While I can certainly think of a few ways I wouldn’t want to die, I’m not afraid of death itself. I tend to agree with Second Guest’s view that it will be welcome rest after a long and tiring life.

Not afraid, at times in my life even hoped for it. Having had several relatives who died slow, painful, agonizing deaths I honestly fear that more than death. In a morbid sort of way my family almost considers sudden deaths good luck.

In many traditions, death appears to one who is about to die. The apparition differs from culture to culture, but I am MOST apprehensive about the western one…you know, the skeletal guy with the black cowl and scyth…creeps me out! Supposedly, you can never escape this guy…all attempts are futile (as we jknow).
Would YOU LIKE to have a visit from death, or prefer that it all happen in a flash?

I have seen a lot of dead people, and they carry some sort of information to you that your conscious mind wants to repress. There is something about standing next to a dead body that isn’t your relative, isn’t your friend, isn’t somebody you know of, who hasn’t been made pretty by a funeral home: you find yourself absorbing something on a level you can’t prevent and don’t like. Not just me, but all the police officers, forensic techs, medical students, and lawyers who come to see an autopsy, have felt this.

Over time the experience changes. You start getting a sort of pre-verbal, deep comprehension from looking at dead people. What you comprehend is that this isn’t optional. What you comprehend is that you are an animal. You may be more than an animal, I’m not arguing that. But your body is an animal’s body. Your organs are kin to animal organs. Your muscles are steak on the hoof. Your life is temporary.

After the three hundredth or so body, you start picking up a different set of messages, which can be summarized as “Don’t do this.” If you want to live out your possible years, don’t fight over women when you’re drunk. Don’t buy and sell drugs in bad areas. Don’t get fat and unathletic and then take Tums when you feel a disquieting pain beneath your breastbone.

I started thinking a few years ago that the course of an animal or human life was a lot like having a great pitcher throw a softball into the air. Babyhood is when the softball leaves the hand. Eighteen is halfway up the steep arc, when it feels as if you could live forever, and you don’t see why you shouldn’t be immortal (as if the softball could achieve orbit). At thirty-five or forty, you feel, not death, but the slowing of the softball. You appreciate that you are at the top of the natural arc. You realize it’s going to turn into a descent. That at the end of the descent, there will be a crash, no matter what you do. That the pause at the top of the arc, and the descent, and the crash, are implicit in the moment of the throw. If you’ve been a baby then you are going to be a corpse someday. The only question is when.
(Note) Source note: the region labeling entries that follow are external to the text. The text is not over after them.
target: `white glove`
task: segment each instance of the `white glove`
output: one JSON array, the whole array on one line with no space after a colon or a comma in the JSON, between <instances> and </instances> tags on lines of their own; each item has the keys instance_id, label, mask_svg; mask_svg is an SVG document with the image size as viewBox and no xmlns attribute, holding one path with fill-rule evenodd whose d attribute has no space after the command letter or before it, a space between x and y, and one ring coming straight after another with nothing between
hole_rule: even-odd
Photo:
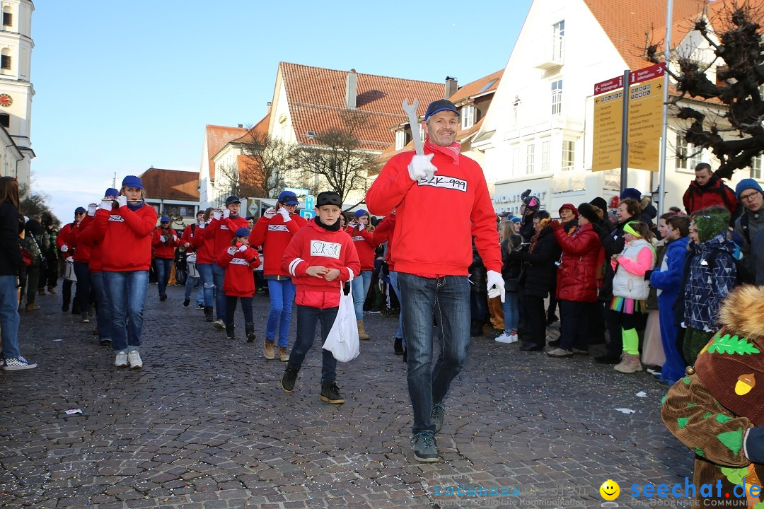
<instances>
[{"instance_id":1,"label":"white glove","mask_svg":"<svg viewBox=\"0 0 764 509\"><path fill-rule=\"evenodd\" d=\"M412 180L421 180L426 177L429 180L432 178L432 175L438 171L435 166L430 163L434 156L434 153L430 153L426 156L414 156L411 158L411 163L409 163L409 176Z\"/></svg>"},{"instance_id":2,"label":"white glove","mask_svg":"<svg viewBox=\"0 0 764 509\"><path fill-rule=\"evenodd\" d=\"M495 298L501 295L501 301L504 301L504 279L501 277L500 272L495 270L489 270L487 273L488 279L488 298Z\"/></svg>"}]
</instances>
I don’t want to die. But I will.

I’ve often wished, in fact prayed, for death. It worries my doctor, but all my life I’ve felt that this one wasn’t much fun, let’s cash in the chips and move on to another table. I’ve known people who’ve gone fast, and people who’ve gone slow, and although fast seems the easiest way, there’s no doubt that my father found value in that last year, stoically dying of lung cancer and growing more dependant on his family. And also no doubt that helping to care for my father, being at his bedside when he died, made me a stronger person. Whatever way death comes, I’ll be ready and waiting.